Bayesian Filters

2004-01-14

Slashdot recently had an article on gibberish in spam. I posted a comment about my work on Bayesian, which reminded me I need to update that. This post will have to do.

First, you'll note a cranky tone in the Slashdot postings. Would you believe that Bayesian filtering has fanboys? A lot of people seem congenitally incapable of reading something about Bayesian once they get the faint idea that I may be a little critical of them. (Completely over their head is the distinction that I'm not critical of Bayesian per se, but of the idea that it will solve the spam problem once and for all.) Instead of reading the words, they seem to suffer some sort of strange vision ailment that renders them incapable of seeing anything but the phrase "Bayesian Filters are bad."

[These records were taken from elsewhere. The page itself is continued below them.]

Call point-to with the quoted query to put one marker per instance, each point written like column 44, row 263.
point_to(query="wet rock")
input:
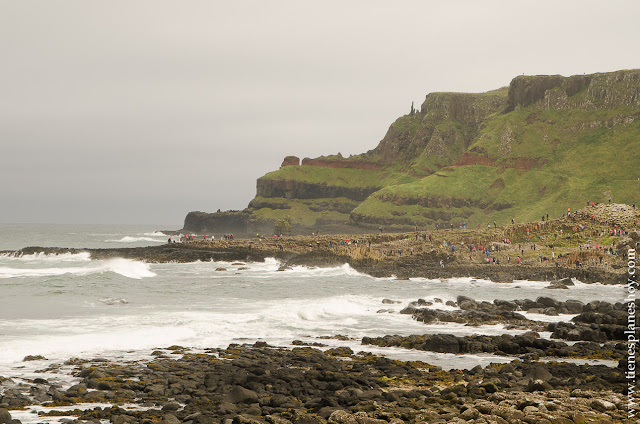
column 603, row 405
column 470, row 414
column 340, row 351
column 342, row 417
column 538, row 386
column 5, row 416
column 241, row 395
column 34, row 358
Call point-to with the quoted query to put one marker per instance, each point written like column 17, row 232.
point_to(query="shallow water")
column 64, row 306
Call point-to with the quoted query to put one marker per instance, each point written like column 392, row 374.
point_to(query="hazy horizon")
column 122, row 113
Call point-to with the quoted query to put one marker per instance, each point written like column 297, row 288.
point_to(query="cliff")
column 536, row 147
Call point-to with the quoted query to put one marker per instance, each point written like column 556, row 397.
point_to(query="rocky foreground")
column 259, row 383
column 591, row 246
column 254, row 384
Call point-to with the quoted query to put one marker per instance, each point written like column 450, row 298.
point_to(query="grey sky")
column 141, row 111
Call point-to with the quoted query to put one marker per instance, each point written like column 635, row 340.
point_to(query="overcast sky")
column 141, row 111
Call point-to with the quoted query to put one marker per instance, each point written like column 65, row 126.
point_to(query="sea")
column 59, row 307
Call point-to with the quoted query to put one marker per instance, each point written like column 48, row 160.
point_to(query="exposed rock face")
column 602, row 91
column 412, row 135
column 235, row 222
column 345, row 163
column 535, row 123
column 290, row 161
column 291, row 189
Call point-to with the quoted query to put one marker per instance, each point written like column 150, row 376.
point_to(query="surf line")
column 632, row 341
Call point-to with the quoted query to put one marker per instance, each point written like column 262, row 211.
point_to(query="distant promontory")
column 539, row 146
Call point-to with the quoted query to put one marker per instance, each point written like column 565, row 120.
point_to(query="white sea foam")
column 129, row 239
column 48, row 257
column 126, row 267
column 156, row 234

I used to blame my writing for any misunderstanding the reader may have had, but at some point, you just have to hold the reader accountable, you know? When they can't seem to read the plain English in front of them because they're too busy jumping to conclusions?

Speaking of "can't read plain English", I am both regretful and pleased to announce that I was probably wrong. Assuming you are willing to call Bayesian filters "widely deployed" (which I'm willing to stipulate, though it's a sematic issue and I can't claim to have deployment statistics; it is clearly having an effect on spammer countermeasures so they must be feeling it), it is the case that they are still working, even after six months. So I was wrong on how quickly they would sink.

But I would note that I'm yet to see the attacks I outlined used; instead I see just random word attacks, which really won't work. Now, I know at least a few spammers have read that piece, and I get a hit for "bypassing Bayesian filters" from Google at least once a week; surely at least a few of those are spammers with ill intent. Fortunately, to date, none of them have been bright enough to figure out what I was saying, in what I thought was plain English, and managed to implement this attack.

I freely admit that I have seriously overestimated the intelligence of the spamming community. If there is an upper limit to spammers intelligence, the anti-spam war may have some hope after all.

I need to update the piece with some of this information but it may be a while; in the meantime I think I'll just link to this post from there.